Nichols reported that the parents told her that the infant had been prescribed a steroid to break up mucus that was accumulating in his nose, but that they had recently run out and had not since gotten the prescription refilled. Further, she stated that a “small, circular bloodstain several inches in diameter” was found on the bed where the baby had slept. Nichols is currently awaiting the Medical Examiner’s report for more information on the bloodstain.
Allison described herself and Hammons as regular marijuana users, though neither have their medical marijuana cards. She also said that she and her child’s father regularly snort methamphetamine several times a week, though Hammons denied this in his interview with Nichols. He claimed to have no knowledge of any drugs whatsoever in their home. Allison confirmed that the whiskey was Hammons’s, who had drunk approximately 6-7 shots of it the night before.
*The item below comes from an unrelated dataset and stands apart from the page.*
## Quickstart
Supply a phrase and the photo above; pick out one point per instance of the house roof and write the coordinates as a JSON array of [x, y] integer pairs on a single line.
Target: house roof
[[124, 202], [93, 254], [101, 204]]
A records check showed that neither defendant has any felony convictions, but that Hammons has past charges for a DUI, possession of a controlled dangerous substance, and domestic assault and battery.
Allison and Hammons were not arrested on their current charges of child neglect, possession of a controlled dangerous substance (marijuana), and possession of a controlled dangerous substance (methamphetamine) until Thursday, January 14. Both have since been released on bond.
This is an ongoing story and Sapulpa Times will report on any updates as they occur.